Spanien im 18. Jahrhundert. Ein alter Landstreicher, hungrig und durstig, macht sich auf zum Schloss des Grafen Marques, der gerade seine Hochzeit feiert. Marques macht sich einen Spaß darauf, den Landstreicher lächerlich zu machen, für Wein und Brot muss getanzt werden, das persönliche Haustier seinen neuen Frau ist der Penner auch. Dieser landet später im Knast und wird dort vergessen. Zu Essen bekommt er nur von der stummen Tochter des Gefängniswärters. Nach vielen Jahren, der alte Marques ist alleine und ohne Freunde, macht sich an das stumme Mädchen heran, die natürlich nicht will. So landet sie ebenfalls im Knast und wird zu Dank für ihre gutherzige Art von dem Penner vergewaltigt. Später kann sie fliehen und bringt im Hause des Don Alfredo Corledo einen Sohn zur Welt. Leon aber hat einen Schönheitsfehler. Er verwandelt sich bei Vollmond in einen Werwolf. Kann sein Vater in der Kinderzeit noch schützen, so wird Leon (Oliver Reed) als erwachsener Mann eine Gefahr für seine komplette Umgebung. Als er in einem kleinen Ort arbeit findet und sich in Christine verliebt, scheint es nur eine Frage der Zeit zu sein, wann der Wolf in Leon wieder ausbricht und tötet...
Man merkt schon an der Inhaltsangabe, der Film wird eindeutig zu sehr in die Länge gezogen mit uninteressanten Sachen. Daran hapert es auch, im Film selber will keine wirkliche Spannung aufkommen. Statt sich konsequent der Thematik zu widmen, gibt es viele, zu viele Ausschmückungen, die einfach unnötig und langweilig sind.

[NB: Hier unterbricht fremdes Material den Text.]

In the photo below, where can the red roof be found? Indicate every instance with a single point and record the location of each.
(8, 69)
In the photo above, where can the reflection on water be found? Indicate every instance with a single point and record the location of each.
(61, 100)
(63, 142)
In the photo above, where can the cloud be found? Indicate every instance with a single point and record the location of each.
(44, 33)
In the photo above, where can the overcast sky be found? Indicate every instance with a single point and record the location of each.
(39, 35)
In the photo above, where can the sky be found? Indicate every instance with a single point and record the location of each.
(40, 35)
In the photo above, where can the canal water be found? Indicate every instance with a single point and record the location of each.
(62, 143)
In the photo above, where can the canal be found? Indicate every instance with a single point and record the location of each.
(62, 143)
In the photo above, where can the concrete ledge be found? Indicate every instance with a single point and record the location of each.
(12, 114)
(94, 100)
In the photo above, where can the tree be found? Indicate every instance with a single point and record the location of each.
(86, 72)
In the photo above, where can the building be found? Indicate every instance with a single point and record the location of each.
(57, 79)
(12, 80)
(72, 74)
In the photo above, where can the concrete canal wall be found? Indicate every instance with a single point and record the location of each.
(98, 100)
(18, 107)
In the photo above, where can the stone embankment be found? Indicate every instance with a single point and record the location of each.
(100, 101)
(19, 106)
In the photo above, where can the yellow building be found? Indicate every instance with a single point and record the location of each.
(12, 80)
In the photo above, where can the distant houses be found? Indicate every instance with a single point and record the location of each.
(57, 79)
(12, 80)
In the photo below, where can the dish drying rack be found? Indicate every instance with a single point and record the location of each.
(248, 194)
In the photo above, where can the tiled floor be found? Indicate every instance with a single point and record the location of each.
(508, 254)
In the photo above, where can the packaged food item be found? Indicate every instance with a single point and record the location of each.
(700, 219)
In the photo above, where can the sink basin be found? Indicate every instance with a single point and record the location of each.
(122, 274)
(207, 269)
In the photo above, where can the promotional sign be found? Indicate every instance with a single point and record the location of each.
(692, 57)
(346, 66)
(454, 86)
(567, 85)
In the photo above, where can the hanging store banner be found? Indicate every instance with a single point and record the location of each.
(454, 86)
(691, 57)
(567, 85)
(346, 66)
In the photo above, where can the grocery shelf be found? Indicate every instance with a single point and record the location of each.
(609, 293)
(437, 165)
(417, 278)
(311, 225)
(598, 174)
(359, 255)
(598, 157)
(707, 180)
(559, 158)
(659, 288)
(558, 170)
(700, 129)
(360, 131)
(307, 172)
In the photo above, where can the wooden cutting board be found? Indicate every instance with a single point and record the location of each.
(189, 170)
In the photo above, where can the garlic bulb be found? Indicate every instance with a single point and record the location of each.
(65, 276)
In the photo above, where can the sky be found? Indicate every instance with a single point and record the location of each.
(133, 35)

Dabei stimmen die Rahmenbedingungen. Hammer-Studios, Regie Terence Fisher, was soll da schief gehen? Na ja, eben die Handlung und einen wirklich grottenschlechten Oliver Reed. Das Spiel des Oliver Reed ist sehr statisch, er scheint auch nur einen Gesichtsausdruck zu haben, dazu neigt Reed zum Overacting, was nicht wirklich in den Film passt.
Zumindest stimmt die Optik im Film. Die bauten sind recht gut gelungen, auch die Kostüme passen zu der damaligen Zeit, die sie verkörpern soll. Selbst die Maske des Werwolfs kann man in die Kategorie „OK“ einstufen, aber wie gesagt, man quält sich durch den langen Begin.
Auch fragt man sich, warum es so unglaubliche Zeitsprünge gibt. Eben war der kleine Junge noch ein Werwolf, plötzlich ist er erwachsen, was in der Zwischenzeit passiert, bleibt dem Zuschauer vollkommen verborgen. Man fragt sich, was ist in der Zwischenzeit passiert, aber man bekommt keine Antwort. Auch das Ende reißt einen alles andere als vom Hocker. Da hätte man sich auch mehr einfallen lassen können.
Fazit: Ich bin enttäuscht von diesem Hammerfilm. Das Umfeld stimmt, auch die Bauten, Kostüme etc. etc., aber die Story? Scheinbar wussten die Beteiligten wohl nicht so genau, was man hier wollte, so entstand dieser leicht wirre Film, der auch zum großen Teil sehr langweilig ist und wenig Höhepunkte bietet. Dann doch lieber die Dracula- oder Frankensteinreihe.